Its overall goal is to reduce the number of times people come into close contact with each other. The term is one we’ve all heard over and over again in the last several months of the coronavirus pandemic.
The term is interchangeable with physical distancing, a much better use for the non-pharmaceutical intervention.
The Merriam-Webster dictionary defines the word “social” in many ways: “the interaction of the individual and the group,” “marked by or passed in pleasant companionship with friends or associations” and “seeking or enjoying the companionship of others.”
Humans are sociable creatures by nature, and we cannot let a global pandemic change that.
There are many ways to be sociable while maintaining physical distance, the new director of the YMCA of Port Arthur Kevin Pearson said it best.
“I think we are all ready for a little social time,” he said. “We just have to remember to keep that physical distance. I say physical distance because we can be social without being close to each other.”

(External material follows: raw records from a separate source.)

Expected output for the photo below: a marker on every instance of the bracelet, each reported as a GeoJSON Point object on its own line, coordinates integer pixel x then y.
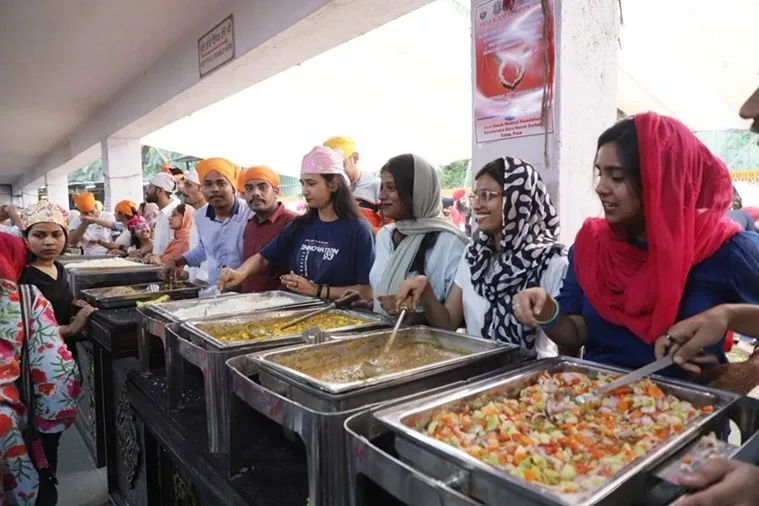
{"type": "Point", "coordinates": [553, 320]}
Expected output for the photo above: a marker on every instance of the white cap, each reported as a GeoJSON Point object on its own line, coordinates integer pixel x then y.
{"type": "Point", "coordinates": [192, 176]}
{"type": "Point", "coordinates": [164, 181]}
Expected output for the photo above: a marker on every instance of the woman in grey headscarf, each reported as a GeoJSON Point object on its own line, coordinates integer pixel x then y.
{"type": "Point", "coordinates": [421, 241]}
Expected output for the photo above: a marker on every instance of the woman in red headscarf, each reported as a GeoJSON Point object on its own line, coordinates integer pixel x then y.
{"type": "Point", "coordinates": [54, 385]}
{"type": "Point", "coordinates": [663, 252]}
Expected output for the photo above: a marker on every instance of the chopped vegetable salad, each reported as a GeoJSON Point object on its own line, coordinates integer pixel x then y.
{"type": "Point", "coordinates": [544, 438]}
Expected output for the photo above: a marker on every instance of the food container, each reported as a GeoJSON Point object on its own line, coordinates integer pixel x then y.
{"type": "Point", "coordinates": [154, 319]}
{"type": "Point", "coordinates": [315, 410]}
{"type": "Point", "coordinates": [84, 278]}
{"type": "Point", "coordinates": [104, 298]}
{"type": "Point", "coordinates": [209, 354]}
{"type": "Point", "coordinates": [474, 479]}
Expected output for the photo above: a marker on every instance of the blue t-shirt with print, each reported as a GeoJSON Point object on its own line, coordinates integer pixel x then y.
{"type": "Point", "coordinates": [336, 253]}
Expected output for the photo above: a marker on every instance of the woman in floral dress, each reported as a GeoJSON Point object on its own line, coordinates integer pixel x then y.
{"type": "Point", "coordinates": [54, 378]}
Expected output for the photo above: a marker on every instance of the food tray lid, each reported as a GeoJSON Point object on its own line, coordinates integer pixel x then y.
{"type": "Point", "coordinates": [174, 310]}
{"type": "Point", "coordinates": [478, 348]}
{"type": "Point", "coordinates": [394, 414]}
{"type": "Point", "coordinates": [191, 326]}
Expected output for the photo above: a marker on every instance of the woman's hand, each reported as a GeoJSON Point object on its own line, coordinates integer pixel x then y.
{"type": "Point", "coordinates": [687, 339]}
{"type": "Point", "coordinates": [388, 304]}
{"type": "Point", "coordinates": [229, 277]}
{"type": "Point", "coordinates": [721, 483]}
{"type": "Point", "coordinates": [414, 287]}
{"type": "Point", "coordinates": [299, 284]}
{"type": "Point", "coordinates": [529, 304]}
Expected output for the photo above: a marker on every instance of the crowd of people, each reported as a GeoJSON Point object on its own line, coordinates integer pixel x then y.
{"type": "Point", "coordinates": [665, 269]}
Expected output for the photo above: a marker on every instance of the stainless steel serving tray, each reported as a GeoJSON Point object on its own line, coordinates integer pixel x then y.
{"type": "Point", "coordinates": [99, 297]}
{"type": "Point", "coordinates": [368, 346]}
{"type": "Point", "coordinates": [491, 485]}
{"type": "Point", "coordinates": [170, 310]}
{"type": "Point", "coordinates": [190, 330]}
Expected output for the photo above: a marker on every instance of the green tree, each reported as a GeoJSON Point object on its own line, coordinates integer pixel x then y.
{"type": "Point", "coordinates": [454, 175]}
{"type": "Point", "coordinates": [152, 160]}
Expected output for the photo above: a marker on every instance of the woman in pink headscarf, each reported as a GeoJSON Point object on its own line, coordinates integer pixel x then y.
{"type": "Point", "coordinates": [330, 249]}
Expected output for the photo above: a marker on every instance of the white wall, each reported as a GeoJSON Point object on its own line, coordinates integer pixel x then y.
{"type": "Point", "coordinates": [270, 36]}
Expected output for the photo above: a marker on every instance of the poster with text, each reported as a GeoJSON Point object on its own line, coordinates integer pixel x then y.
{"type": "Point", "coordinates": [514, 66]}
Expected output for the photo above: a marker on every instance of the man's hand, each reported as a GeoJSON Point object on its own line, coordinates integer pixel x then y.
{"type": "Point", "coordinates": [688, 338]}
{"type": "Point", "coordinates": [722, 483]}
{"type": "Point", "coordinates": [299, 284]}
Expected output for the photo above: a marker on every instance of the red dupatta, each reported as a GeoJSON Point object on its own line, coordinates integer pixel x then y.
{"type": "Point", "coordinates": [686, 192]}
{"type": "Point", "coordinates": [12, 257]}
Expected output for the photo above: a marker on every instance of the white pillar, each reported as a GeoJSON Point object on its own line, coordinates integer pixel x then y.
{"type": "Point", "coordinates": [122, 164]}
{"type": "Point", "coordinates": [584, 106]}
{"type": "Point", "coordinates": [30, 193]}
{"type": "Point", "coordinates": [57, 185]}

For example, group exercise classes are sociable marked by companionship with friends or associates.
Once the Zumba kicks on and the music starts to play, people forget that they are 6 feet apart because they are still hearing the laughs and exertions of others.
Although we may stand 6 feet apart in a restaurant, we are still connected by a shared meal, a far-off cheers and the surrounding sounds of every day life.
Neches Brewing Co. owner Tyler Blount is pleading for a little normalcy.
“We just want to feel normal again,” he said. “Coming in to work everyday, to an empty bar with no people, it just doesn’t feel right. Even at a 25 percent capacity and tables 10 feet apart will make this place feel more like home and feel like we are part of the community again.”
Physical distancing does not always equate to social distancing. Our thoughts, our prayers, our hearts, the many laughs and smiles, do not stop with a 6-foot guideline.
Be social again. Post that funny photo. Share that old memory. Start that conversation. Chase that dream. In the end, physical distance will not stop us from living life to the fullest.
We may be 6 feet apart in physical distance, but we are not 6 feet apart in heart or mind.